First let us solve equation $$ xy-zt=0. $$ Let $(x,y,z,t)$ be any solution with $x\neq 0$, and let $u=\text{gcd}(x,z)>0$. Then $x=uv$ and $z=uw$ with $v,w$ coprime and $v\neq 0$. Then $xy-zt=0$ implies that $uvy=uwt$, or $vy=wt$. Because $v$ and $w$ are coprime, this implies that $t$ is divisible by $v$, so we can write $t=vr$ for some integer $r$. Then $vy=w(vr)$, hence $y=wr$. In conclusion, any solution $(x,y,z,t)$ with $x\neq 0$ is representable in the form $$ (x,y,z,t)=(uv,wr,uw,vr) \quad \text{for some integers} \,\, u,v,w,r. $$ If $x=0$, then either (a) $z=0$ and $y,t$ are arbitrary, or (b) $t=0$ and $y,z$ are arbitrary. However, these cases are also covered by the above family: take $u=0$, $r=1$ and $v,w$ arbitrary in case (a) and $v=0$, $w=1$, and $u,r$ arbitrary in case (b).
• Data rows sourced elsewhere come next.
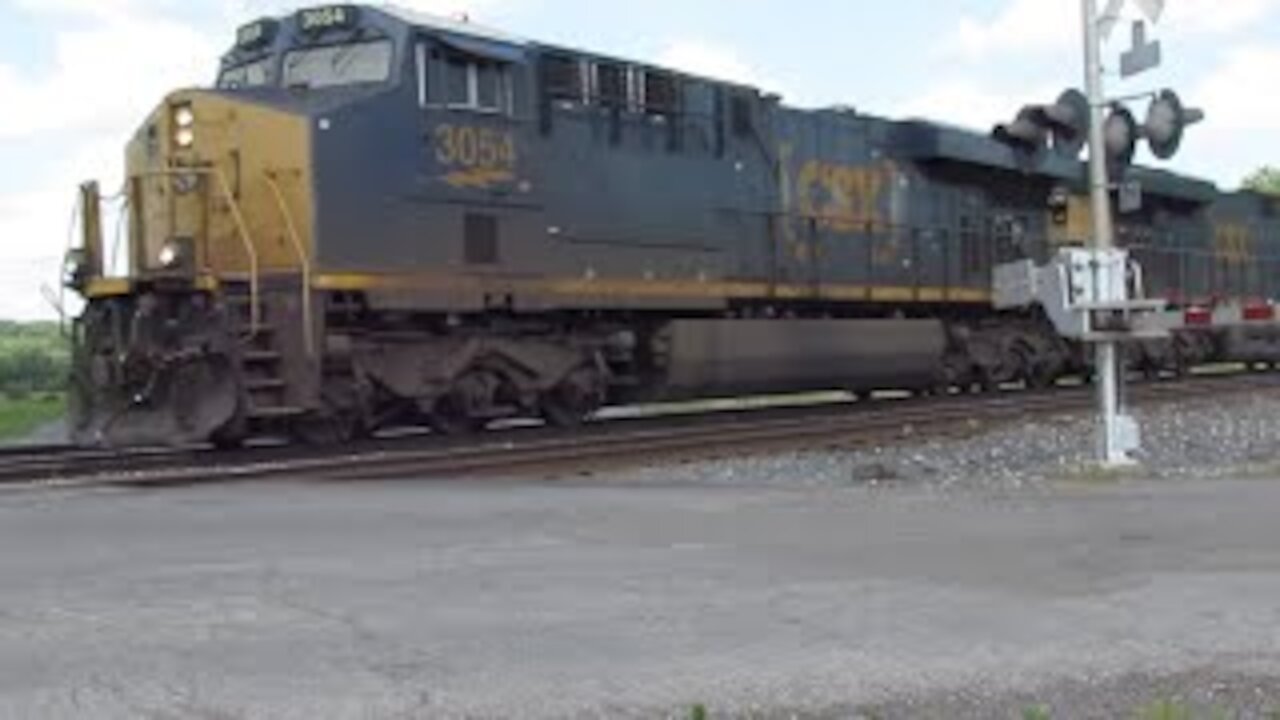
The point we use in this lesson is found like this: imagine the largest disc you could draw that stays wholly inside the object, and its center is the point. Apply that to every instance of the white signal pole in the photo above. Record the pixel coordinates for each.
(1106, 372)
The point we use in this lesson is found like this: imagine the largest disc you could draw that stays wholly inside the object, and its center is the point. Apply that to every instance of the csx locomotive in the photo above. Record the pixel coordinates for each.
(379, 218)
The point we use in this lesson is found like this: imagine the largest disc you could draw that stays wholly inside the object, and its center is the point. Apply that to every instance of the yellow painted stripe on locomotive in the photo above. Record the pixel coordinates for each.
(620, 287)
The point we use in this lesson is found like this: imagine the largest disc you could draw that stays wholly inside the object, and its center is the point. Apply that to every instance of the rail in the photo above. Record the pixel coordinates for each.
(612, 441)
(304, 259)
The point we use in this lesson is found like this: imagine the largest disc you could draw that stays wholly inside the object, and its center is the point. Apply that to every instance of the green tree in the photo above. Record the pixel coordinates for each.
(1265, 180)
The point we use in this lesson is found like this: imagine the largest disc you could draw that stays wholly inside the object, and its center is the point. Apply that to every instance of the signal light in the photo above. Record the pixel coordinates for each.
(1069, 123)
(1025, 133)
(1121, 135)
(1060, 205)
(1064, 126)
(1168, 121)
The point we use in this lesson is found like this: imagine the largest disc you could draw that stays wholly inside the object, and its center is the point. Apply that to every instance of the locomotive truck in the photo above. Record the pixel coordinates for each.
(379, 218)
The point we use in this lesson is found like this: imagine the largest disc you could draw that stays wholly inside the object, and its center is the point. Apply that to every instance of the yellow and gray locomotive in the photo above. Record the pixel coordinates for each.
(382, 218)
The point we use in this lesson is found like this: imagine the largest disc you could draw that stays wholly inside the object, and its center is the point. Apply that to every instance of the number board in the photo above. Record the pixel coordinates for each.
(323, 19)
(255, 35)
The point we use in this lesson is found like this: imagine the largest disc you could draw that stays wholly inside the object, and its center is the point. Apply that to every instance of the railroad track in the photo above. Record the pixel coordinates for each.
(607, 443)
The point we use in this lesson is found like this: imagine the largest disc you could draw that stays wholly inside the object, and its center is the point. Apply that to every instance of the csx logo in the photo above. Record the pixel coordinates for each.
(475, 156)
(841, 197)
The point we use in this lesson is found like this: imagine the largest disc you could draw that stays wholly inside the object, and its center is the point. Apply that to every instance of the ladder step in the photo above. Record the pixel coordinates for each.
(278, 413)
(260, 356)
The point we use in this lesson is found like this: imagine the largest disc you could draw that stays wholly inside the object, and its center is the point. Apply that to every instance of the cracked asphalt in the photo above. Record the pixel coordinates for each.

Now we are ready to solve the equation $$ x^2+y^2=z^2+t^2. $$ If $x$ and $y$ are both even, then $x^2+y^2$ is divisible by $4$, hence so is $z^2+t^2$, which is possible only if $z$ and $t$ are both even. Similarly, if $x$ and $y$ are both odd, then so are $z$ and $t$, and if $x$ and $y$ are of opposite parities, then so are $z$ and $t$. Hence, by permuting $z$ and $t$ if necessary, we may assume that $x$ and $z$ are of the same parity, and so are $y$ and $t$. Then rewrite the equation as $$ \frac{x-z}{2}\cdot \frac{x+z}{2} = \frac{t-y}{2}\cdot \frac{t+y}{2}. $$ Hence $$ \left(\frac{x-z}{2},\frac{x+z}{2},\frac{t-y}{2},\frac{t+y}{2}\right)=(uv,wr,uw,vr) \quad \text{for some integers} \,\, u,v,w,r. $$ Thus, integer solutions to $x^2+y^2=z^2+t^2$ are $$ (x,y,z,t)=\left(wr+uv,vr-uw,wr-uv,vr+uw\right), \quad u,v,w,r \in {\mathbb Z}, $$ as well as the solutions obtained from the above by swapping $z$ and $t$.